DoD Inspector General's Reports Within The Last 5/6 Years May Have Been Cover-Ups
Today, Rawstory reported on New York Times columnist Frank Rich, and his belief that the Defense Department Inspector General's office's investigations over the years may have been cover-ups that were "carried out in response to "orders from above." He said that any report "over the past five or six years during the war in Iraq" may be suspect, and that "there may be a much bigger story here."
Maybe that's why when the Washington Post reported on 8/2/2006 that "the Pentagon's initial story of how it reacted to the 2001 terrorist attacks may have been part of a deliberate effort to mislead the commission and the public" and that "the 10-member commission, in a secret meeting at the end of its tenure in summer 2004, debated referring the matter to the Justice Department for criminal investigation," a report was released on 8/5/2006 by the Defense Department Inspector General's office that said, NORAD's mistakes were due to "inadequate forensic capabilities" and "poor record-keeping." A ridiculous excuse within "the past five or six years during the war in Iraq."

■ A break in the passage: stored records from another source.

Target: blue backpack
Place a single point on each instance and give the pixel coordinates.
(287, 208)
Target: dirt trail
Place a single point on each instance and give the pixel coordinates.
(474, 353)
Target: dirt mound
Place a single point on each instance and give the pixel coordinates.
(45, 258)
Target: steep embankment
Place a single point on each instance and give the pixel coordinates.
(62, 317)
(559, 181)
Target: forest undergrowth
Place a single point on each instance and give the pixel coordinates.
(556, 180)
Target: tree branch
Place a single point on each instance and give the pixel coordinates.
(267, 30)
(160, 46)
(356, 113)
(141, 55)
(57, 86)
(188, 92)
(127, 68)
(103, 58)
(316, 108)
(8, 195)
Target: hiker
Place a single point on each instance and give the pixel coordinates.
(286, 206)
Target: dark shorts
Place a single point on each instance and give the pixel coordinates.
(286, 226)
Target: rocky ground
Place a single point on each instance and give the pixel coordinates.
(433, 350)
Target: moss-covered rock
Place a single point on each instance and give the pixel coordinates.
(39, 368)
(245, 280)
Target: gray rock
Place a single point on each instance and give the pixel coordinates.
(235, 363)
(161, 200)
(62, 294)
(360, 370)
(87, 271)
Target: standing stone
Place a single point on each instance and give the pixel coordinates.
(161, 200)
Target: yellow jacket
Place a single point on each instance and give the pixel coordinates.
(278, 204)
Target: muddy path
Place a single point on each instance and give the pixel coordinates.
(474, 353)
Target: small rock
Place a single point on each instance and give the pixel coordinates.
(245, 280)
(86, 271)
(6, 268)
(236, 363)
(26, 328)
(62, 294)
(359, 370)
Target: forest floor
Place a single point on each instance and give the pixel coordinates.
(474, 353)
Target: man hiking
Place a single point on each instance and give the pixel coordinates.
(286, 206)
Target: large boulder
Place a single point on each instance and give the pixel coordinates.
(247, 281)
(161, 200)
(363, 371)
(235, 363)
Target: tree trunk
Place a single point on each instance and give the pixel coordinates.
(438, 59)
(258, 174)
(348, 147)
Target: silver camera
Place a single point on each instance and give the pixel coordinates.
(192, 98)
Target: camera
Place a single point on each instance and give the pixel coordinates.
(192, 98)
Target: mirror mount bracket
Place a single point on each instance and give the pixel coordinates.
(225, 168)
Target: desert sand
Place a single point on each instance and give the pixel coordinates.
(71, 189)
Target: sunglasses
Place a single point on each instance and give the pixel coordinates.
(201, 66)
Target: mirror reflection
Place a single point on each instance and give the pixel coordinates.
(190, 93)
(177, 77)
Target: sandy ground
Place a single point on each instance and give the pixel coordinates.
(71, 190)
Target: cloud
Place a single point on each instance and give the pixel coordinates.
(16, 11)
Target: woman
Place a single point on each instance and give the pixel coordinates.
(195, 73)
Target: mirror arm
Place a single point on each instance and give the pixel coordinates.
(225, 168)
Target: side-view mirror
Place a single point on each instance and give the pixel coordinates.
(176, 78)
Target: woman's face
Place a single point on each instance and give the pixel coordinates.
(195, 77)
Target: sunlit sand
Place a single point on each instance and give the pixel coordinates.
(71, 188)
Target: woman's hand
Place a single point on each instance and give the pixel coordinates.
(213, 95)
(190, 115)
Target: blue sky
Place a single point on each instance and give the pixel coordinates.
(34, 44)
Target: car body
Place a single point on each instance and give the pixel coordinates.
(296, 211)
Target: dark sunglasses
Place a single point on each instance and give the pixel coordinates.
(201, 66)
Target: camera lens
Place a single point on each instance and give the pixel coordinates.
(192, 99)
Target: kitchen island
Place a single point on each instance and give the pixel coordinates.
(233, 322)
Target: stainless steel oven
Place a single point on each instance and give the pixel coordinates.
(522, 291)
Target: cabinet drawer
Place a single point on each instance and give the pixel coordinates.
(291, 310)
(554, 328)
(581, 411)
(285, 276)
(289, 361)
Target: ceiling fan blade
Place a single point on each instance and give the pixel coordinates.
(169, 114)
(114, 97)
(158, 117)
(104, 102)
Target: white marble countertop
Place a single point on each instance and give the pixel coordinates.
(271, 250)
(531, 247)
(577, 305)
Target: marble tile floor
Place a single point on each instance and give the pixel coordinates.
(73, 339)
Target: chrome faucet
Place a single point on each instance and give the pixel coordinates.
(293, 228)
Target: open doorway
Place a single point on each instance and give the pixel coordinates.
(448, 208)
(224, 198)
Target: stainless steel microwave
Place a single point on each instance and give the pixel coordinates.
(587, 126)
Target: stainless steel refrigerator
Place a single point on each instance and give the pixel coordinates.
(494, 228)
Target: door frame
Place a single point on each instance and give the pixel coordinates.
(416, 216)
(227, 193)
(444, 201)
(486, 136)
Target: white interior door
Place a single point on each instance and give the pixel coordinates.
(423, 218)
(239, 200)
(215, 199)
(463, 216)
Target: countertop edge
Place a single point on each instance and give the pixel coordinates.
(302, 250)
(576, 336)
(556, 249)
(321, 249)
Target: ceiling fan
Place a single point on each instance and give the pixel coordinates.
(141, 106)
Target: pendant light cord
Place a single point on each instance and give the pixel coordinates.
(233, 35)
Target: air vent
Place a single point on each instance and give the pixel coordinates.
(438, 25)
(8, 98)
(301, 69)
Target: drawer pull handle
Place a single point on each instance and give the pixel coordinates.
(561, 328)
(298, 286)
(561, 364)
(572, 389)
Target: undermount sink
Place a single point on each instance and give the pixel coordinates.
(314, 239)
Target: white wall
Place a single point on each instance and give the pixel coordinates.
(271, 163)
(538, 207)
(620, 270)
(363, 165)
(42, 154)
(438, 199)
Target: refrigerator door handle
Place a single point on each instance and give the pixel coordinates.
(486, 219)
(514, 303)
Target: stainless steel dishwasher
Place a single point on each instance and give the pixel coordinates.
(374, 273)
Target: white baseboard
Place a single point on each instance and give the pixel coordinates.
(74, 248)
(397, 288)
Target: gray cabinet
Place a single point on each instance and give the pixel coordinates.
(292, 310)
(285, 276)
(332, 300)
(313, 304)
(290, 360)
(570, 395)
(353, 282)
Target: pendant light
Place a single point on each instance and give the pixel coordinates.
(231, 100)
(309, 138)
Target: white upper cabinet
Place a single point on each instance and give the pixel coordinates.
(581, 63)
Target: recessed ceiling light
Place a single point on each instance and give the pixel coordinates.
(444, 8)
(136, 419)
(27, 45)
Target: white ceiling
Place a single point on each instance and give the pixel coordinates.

Maybe that's why when the New York Times reported on 8/9/2005 that "more than a year before the Sept. 11 attacks, a small, highly classified military intelligence unit identified Mohammed Atta and three other future hijackers as likely members of a cell of Al Qaeda operating in the United States, according to a former defense intelligence official and a Republican member of Congress," a report was released on 9/21/2006 by the Defense Department Inspector General's office, and it was reported that, "a review of records from the unit, known as Able Danger, found no evidence it had identified ringleader Mohamed Atta or any other terrorist who participated in the 2001 attacks." A report that former Rep. Curt Weldon said was created by a an Inspector General that "cherry-picked testimony from witnesses in an effort to minimize the historical importance of the Able Danger effort." Also within "the past five or six years during the war in Iraq."
Most people are comfortable with the idea that the Bush Administration and others lied about the Iraq War, wiretapping, torture, among many other things, but refuse to believe they would lie about 9/11. I think it's time for the world to admit that the 9/11 attacks were covered-up, and there needs to be truth, justice and accountability. Otherwise, the "Post-9/11 World" will destroy us.